It’s hard to think you’re not on a film set walking around Honfleur in Normandy. I think it’s a romantic town, great for couples to explore art galleries, jewellery shops, walk arm in arm along dreamy old streets or sit by the harbour sipping coffee while people watching. But it also is a fun place to visit for families. There are loads of activities around the town for younger members. But, in this post I’m concentrating on what to see on a walk in Honfleur.
We have been many times, this particular trip is during winter. It is the perfect weekend getaway any time of year, especially from England. It’s just 15 minutes drive from the Le Havre ferries or 3 hours from the Eurotunnel. Yet it is full of cobbled streets and tall wooden 17th century houses! Whatever way you get there you have to pass the modern industrial low lights of the ferry port area before crossing La Seine into another more timeless world.
There’s several large open air car parks near the harbour, which is precisely where you want to be. Then zip up your coat and remove your camera lens cap, when you are walking around Honfleur you can hardly point the camera in the wrong direction!
Comfy shoes are key when visiting Honfleur, even wedges can be tricky. Cobbles are everywhere. There are romantic but a nuisance in the wrong shoes!
There are several museums in Honfleur. This is just off the harbour and a good excuse to get out the cold. But you’ll find historic buildings remain unspoiled in the area around the harbour.
These ancient streets are have such a romantic feel to me and you see lots of couples arm in arm.
I do love an old dangly sign! Art is a big thing here in Honfleur and it’s full of art galleries. Hardly surprising when it must have been inspiring artists for 100s of years. Slightly surprising to me is that modern art is very much a thing here too.

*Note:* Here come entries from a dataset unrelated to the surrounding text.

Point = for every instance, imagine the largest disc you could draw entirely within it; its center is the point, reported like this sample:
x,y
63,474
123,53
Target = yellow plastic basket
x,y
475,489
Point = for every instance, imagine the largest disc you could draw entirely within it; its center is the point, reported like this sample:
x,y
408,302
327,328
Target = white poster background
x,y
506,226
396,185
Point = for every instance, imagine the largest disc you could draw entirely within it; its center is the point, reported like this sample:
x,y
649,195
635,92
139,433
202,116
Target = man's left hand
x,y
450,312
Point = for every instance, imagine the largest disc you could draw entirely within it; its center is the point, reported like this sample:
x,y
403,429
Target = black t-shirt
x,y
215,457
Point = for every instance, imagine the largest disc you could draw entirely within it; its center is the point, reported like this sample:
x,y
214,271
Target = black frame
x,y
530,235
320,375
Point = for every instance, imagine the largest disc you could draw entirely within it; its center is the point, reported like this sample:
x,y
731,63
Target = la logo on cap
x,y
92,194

A view of the harbour from a side street. The harbour is full of cafès and restaurants as well as art galleries. The standard generally goes from good to pretty good along the harbour front, but very good to excellent a street or two away. I’ve written 2 guides on food in Honfleur: Feasting In Honfleur and Brunch, Lunch, Munch In Normandy.
View of the north side, the Quai Sainte Catherine, with it’s tall thin wooden buildings (once houses) dating back to the 1600’s. Now they are almost entirely cafés and restaurants.
It’s hypnotic staring at the water. It’s a lovely place to sit for a bit and watch the sea birds. There are a few low concrete walls you can park yourself on.
Stone buildings of the south side which is called the Quai Saint-Etienne, after the church there.
The back of my favourite tea room in Honfleur. It’s a China meets Normandy affair hinting perhaps to a time when Merchant boats would bring in tea from China into the harbour. They also do the best hot chocolate ever – its thick and deeply rich.
At the front of the tea room, tea cups, pots and other tea related products are prettily displayed.
It’s a perfect spot to rest and warm when you’re feeling a bit cold and hungry. Head into the right side door which takes you straight into the tearoom (rather than the store).
They sell French patisserie, but this is the counter I gravitate towards. I never could resist a fruit crumble and theirs is hard to beat. It’s heavy on the fruit but the flavours are incredible.
The owner warms it up and I chose vanilla cream on the side. For me, this is worth the trip alone, but as I say, I really do love a fruit crumble and this one is perfection.
Nicely warmed through we explore more of the streets.
This is an artist at the door of his gallery. He’s having a break and joins his little Westie who is often seen sitting at the door people watching.
I love dogs even more than crumble and can’t resist saying hello.
It’s obviously a thing for artists and other shop owners to have their dogs with them at work here in Honfleur. They seem perfectly happy to sit and watch the world go by.
The clock tower sits opposite the entrance to the Sainte-Catherine church. It’s the largest church made out of wood in France. There are a lot of slate covered roofs here.
I’m told it used to wobble, which would explain the extra support!
The streets are narrow and the buildings tall and beautifully worn. It gives a a cozy charm. The shops are stuffed full of local produce, art and crafts and there are plenty of restaurants to check out as you wander by. If you love Calvados you will be in 7th heaven. The have a lot of shops selling local produce for tourists, but they are generally very lovely to explore and the local foods are heavenly – Foods Of Normandy.
The side alleys are exceptionally narrow!
These beautiful turrets form the top part of the gate of the city and is part of the fortifications attached to the 18th century lieutenancy building (la Lieutenance) which is at the entrance to the old harbour. and the former home of the Governor of Honfleur.
The northern side is the best place to sit and people watch. There are lots of of activity as groups and couples take photos of the boats and selfies.
It’s a good place to rest for a while. Some allow you to sit and just drink but others you have to order food. This time of year (winter) many have their plastic protection from the weather but we found one without.
Gazing through the masts and ropes of the boats…
A another view of the north side.
Their saturday morning market is wonderful and I found it rather brilliant watching the French boldly sniff and taste their way through the produce. This man took selling his bread very personally and when later we brought bread from him told us if we wrapped it in plastic (god forbid) the bread would tell him. There’s passion for you.
This French lady’s glove is off – she means to get in there. The fruit and veg is usually of a high standard and we enjoy buying from the market.
My husband and son loving every minute with the butcher. It was beef bourguignon that night. They are used to tourists in the town and are quietly tolerant of non French speakers.
If you return to town after dark the scene has changes completely. It’s a very quiet town with very few bars.